その顔には、医師としてのクーディと個人としてのクーディが同じ程度に表れていた。
彼女のそんな姿が微笑ましく思えて、堅枠大は目を細める。
「そう、ですか……でも、ありがとうございます。おかげで助かりました。アスラさんとリサさんにも改めてお礼をしないといけませんね」
「あの二人のことは心配しなくてもいいわよ。二人とも非常時要員なんだから、これもれっきとした仕事よ。お礼って言っても、最低限のことだけでいいと思うわ。しかも、今回は自分の意思でやっているみたいだしね」
クーディは微笑みを崩さずに、研究室の出口へと目を向ける。
彼女の視線の先には誰もいない。だが、彼女の頭には、問題解決に向けて動いているアスラとリサの姿が思い浮かんでいた。
そして彼女と同じように、堅枠大も二人が奮闘する姿を想像した。
「頼もしいですね、アスラさんも、リサさんも、それからクーディ先生も。俺なんか、パパッと仕事してちょっとだけ勉強して、あとは遊んでるだけなのに。それなのにこんな迷惑かけて、なんだか物凄く申し訳なくなってきました……」
彼は天井を眺めながら、ぼやく。
その言葉は独り言でもあり、クーディ医師に向けてのものでもあった。この医師になら、自分の弱いところを見せてもいい。堅枠大はそんな気持ちになっていた。

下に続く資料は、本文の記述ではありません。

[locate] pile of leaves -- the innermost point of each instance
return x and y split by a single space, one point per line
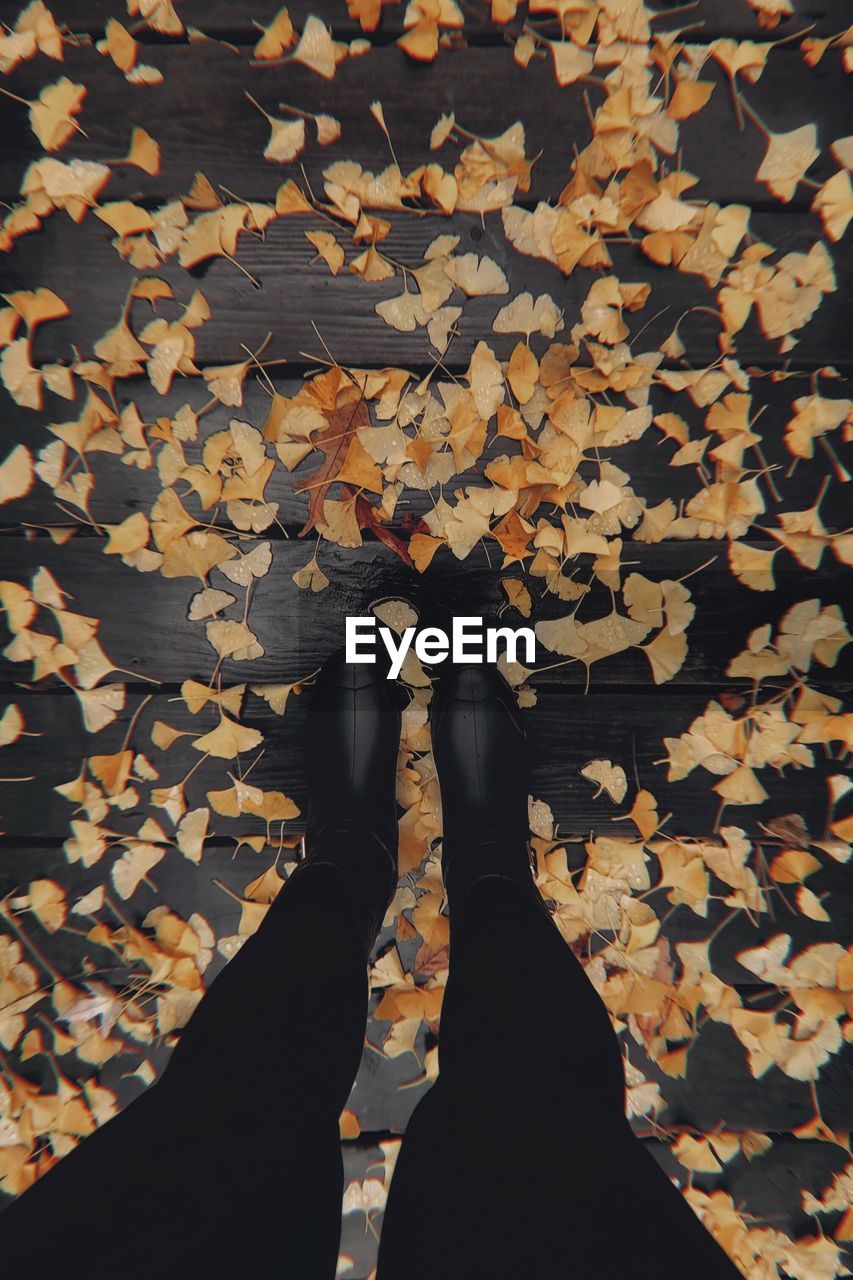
525 451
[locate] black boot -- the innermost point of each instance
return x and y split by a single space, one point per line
482 760
352 740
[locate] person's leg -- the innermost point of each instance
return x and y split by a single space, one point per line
520 1160
238 1141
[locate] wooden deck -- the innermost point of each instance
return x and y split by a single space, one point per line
288 306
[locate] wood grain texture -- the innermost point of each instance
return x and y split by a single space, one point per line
236 19
145 629
203 120
121 490
565 734
301 306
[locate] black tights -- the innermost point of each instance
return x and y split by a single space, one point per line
519 1162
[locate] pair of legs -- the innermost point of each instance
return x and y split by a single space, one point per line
519 1161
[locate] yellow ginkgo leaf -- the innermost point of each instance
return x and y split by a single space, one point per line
327 248
834 202
610 778
48 903
133 865
53 115
144 152
787 159
228 740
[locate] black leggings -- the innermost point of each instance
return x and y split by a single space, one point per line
519 1162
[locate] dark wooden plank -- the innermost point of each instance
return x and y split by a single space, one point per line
386 1089
565 735
121 490
296 297
187 887
145 629
720 1092
211 126
235 18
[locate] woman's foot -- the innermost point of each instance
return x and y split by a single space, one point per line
482 760
352 741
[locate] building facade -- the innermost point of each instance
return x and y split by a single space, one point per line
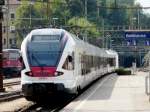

彼の独り言は、クーディの耳にもしっかりと届いていた。
彼女はゆっくりと堅枠大に向き直り、その目を優しく見つめる。
「気にしなくていいのよ。私たちは私たちにできる仕事をしているだけだもの。むしろ、こういう時のために私たちがいるんだから」
クーディの声は柔らかなものだったが、その言葉には芯のある強さが宿っていた。それが自分に与えられた役割なのだと、自分がやるべきことなのだと。そのような使命感と誇りが、彼女の言葉から感じられた。
そこでようやく、堅枠大は肩の力を抜けた気がした。
「そう言ってもらえて、少し気が楽になりました」
彼は頬を緩めて、クーディの目を見つめ返す。
助けてもらったことを気に病む必要はない。水路凍結の原因が自分かもしれないということに罪悪感を抱く必要もない。そうなってしまったものはしょうがない。そう思えただけでも、彼の心は軽くなった。
だが、すぐに別の心配事が浮かんできた。
「俺、これからどうなるんでしょう……」
堅枠大は白い天井を見て、小さく息を吐く。
命を失うようなことは無かったとはいえ、体には明らかな変化が起こっている。体内の魔力が飛躍的に増大し、それらの大半が左手に流れ込んでいるというのは、堅枠大自身にも感じ取れていた。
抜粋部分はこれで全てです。